Farrar Williams

Consultant
farrarprofile
Farrar Williams
FOUNDER & CONSULTANT MUSE

former teacher
educational style expert
theater director
calligrapher

BIO

Farrar Williams is a longtime educator who left the classroom to homeschool her twin sons. She's now more than ten years into her homeschool journey, and is excited to be helping others individualize education for their own families.

Farrar received her undergraduate degree in history from Mount Holyoke College in Massachusetts and her master's degree in education and teaching from Goddard College, where she focused on alternative approaches to education. She has been lucky enough to have a wide variety of experience in the classroom, including teaching at a traditional public high school and at an elementary school in China.

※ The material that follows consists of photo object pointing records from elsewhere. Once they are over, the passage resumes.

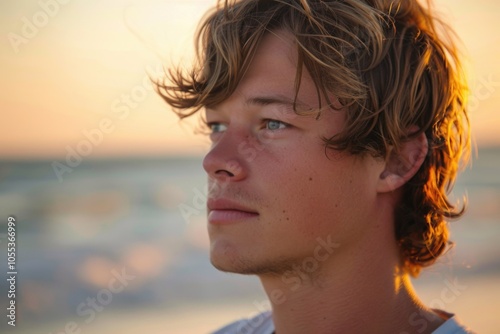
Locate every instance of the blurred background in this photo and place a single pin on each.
(108, 190)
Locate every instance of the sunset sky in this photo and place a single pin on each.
(69, 69)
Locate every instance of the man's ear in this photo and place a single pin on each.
(401, 166)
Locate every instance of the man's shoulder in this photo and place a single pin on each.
(260, 324)
(452, 326)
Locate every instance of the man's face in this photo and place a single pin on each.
(274, 189)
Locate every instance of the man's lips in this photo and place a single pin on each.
(225, 211)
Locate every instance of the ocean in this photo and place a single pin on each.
(119, 246)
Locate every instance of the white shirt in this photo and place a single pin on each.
(263, 324)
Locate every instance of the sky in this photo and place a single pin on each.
(74, 75)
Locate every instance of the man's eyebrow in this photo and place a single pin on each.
(274, 99)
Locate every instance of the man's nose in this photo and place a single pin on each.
(224, 161)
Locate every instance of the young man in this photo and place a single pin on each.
(337, 128)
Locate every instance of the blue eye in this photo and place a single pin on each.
(272, 124)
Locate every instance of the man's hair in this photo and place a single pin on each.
(393, 67)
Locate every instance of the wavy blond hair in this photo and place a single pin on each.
(391, 64)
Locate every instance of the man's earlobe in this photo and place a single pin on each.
(401, 166)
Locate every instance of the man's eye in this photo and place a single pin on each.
(216, 127)
(272, 124)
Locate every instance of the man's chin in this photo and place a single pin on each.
(247, 267)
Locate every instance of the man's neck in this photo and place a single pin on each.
(347, 296)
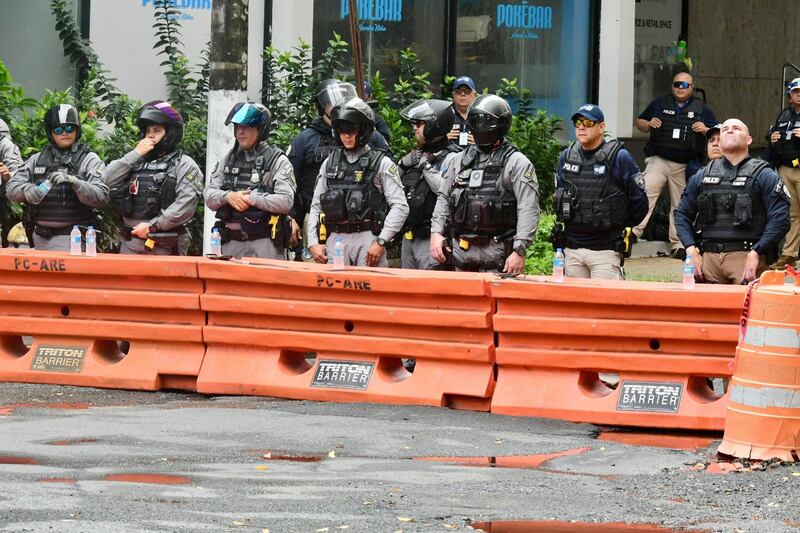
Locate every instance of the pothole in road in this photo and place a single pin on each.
(533, 526)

She spent the longest part of her career at a small Quaker middle school that catered to kids who didn't fit into traditional schools, and Farrar continues to bring the core educational values of Quaker education -- a strong emphasis on the child as an individual learner with individual needs, and on education as an ongoing process, not as a product -- to her work.

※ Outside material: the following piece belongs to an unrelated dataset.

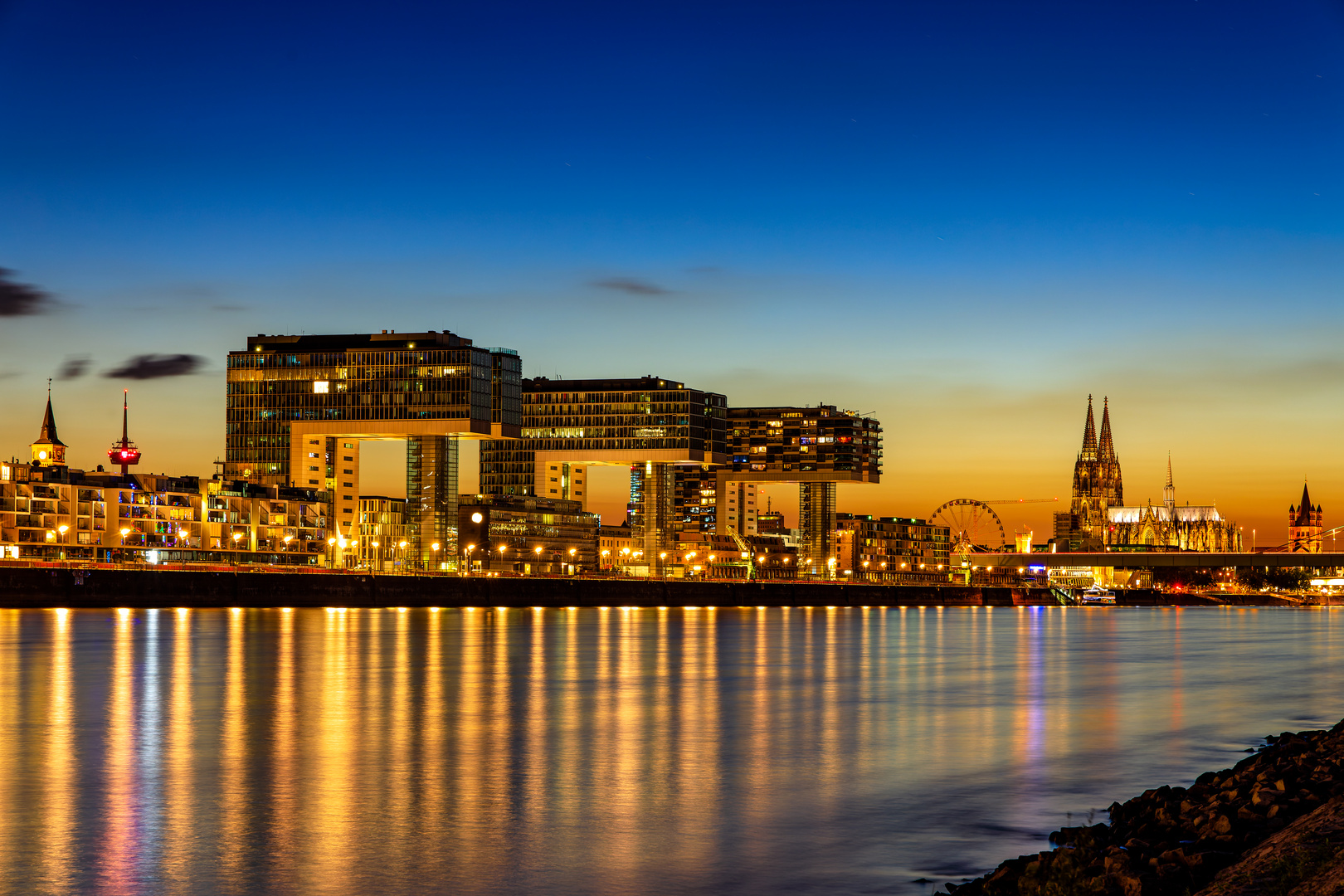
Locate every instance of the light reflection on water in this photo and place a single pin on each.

Farrar doesn't believe that any one approach or curricula is right for all families. She has an extensive knowledge of different curricula, resources, and philosophies, and has developed her own curricula. She also has experience with alternative forms of assessment. Crafting individualized plans and routines that really work is a particular passion of Farrar's. She is an expert on children's and young adult literature, and on incorporating good books into learning.

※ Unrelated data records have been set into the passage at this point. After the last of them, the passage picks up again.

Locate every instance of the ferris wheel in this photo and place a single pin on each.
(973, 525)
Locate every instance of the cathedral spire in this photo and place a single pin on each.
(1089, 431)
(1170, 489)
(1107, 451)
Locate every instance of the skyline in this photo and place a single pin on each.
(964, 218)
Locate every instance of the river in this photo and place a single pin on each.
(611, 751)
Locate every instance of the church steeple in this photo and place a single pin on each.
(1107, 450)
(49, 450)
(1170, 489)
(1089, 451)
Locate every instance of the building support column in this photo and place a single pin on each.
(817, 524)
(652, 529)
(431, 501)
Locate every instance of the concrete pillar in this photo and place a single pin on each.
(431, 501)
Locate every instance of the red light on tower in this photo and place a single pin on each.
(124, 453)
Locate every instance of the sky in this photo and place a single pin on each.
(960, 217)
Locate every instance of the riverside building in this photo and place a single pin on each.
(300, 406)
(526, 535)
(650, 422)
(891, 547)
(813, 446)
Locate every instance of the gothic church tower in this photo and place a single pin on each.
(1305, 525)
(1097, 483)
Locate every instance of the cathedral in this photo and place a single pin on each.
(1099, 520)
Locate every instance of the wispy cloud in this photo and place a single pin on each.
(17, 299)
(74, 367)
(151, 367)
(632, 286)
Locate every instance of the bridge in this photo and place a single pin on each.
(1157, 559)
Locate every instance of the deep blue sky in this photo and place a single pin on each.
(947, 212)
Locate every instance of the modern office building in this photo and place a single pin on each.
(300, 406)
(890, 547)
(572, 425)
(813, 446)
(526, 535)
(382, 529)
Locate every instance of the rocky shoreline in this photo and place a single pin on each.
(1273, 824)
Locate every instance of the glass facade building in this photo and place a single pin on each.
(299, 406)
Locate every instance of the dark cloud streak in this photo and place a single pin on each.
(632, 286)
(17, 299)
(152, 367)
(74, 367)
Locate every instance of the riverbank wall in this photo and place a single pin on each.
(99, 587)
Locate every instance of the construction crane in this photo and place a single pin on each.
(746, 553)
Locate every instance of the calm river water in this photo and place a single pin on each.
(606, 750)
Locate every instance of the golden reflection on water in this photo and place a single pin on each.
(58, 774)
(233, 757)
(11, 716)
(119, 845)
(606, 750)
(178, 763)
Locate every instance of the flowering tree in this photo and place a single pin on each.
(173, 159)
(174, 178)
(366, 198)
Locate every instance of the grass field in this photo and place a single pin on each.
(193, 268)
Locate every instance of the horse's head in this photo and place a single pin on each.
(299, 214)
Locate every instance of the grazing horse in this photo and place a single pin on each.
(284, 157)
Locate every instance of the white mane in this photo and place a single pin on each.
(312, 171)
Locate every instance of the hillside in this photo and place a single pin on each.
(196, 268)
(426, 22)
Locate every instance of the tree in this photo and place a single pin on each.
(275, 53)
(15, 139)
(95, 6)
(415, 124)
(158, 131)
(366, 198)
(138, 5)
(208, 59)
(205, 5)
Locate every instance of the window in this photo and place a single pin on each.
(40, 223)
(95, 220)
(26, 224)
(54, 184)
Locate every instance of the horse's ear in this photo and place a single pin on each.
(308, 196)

Farrar is the author of Tweens, Tough Times, and Triumphs: Homeschooling the Middle Grades. She currently teaches theater locally as well as a high school course based on the humanities core she wrote for Simplify, Global Perspective Studies

Without Farrar's recommendations we might still be flailing around trying to figure out how to get started.  She has her own philosophy for her kids, but was very receptive to where we are and what our lifestyle and philosophy are.  She made suggestions that fit our life and was not pushy or judgmental about what she thought we "should" be doing.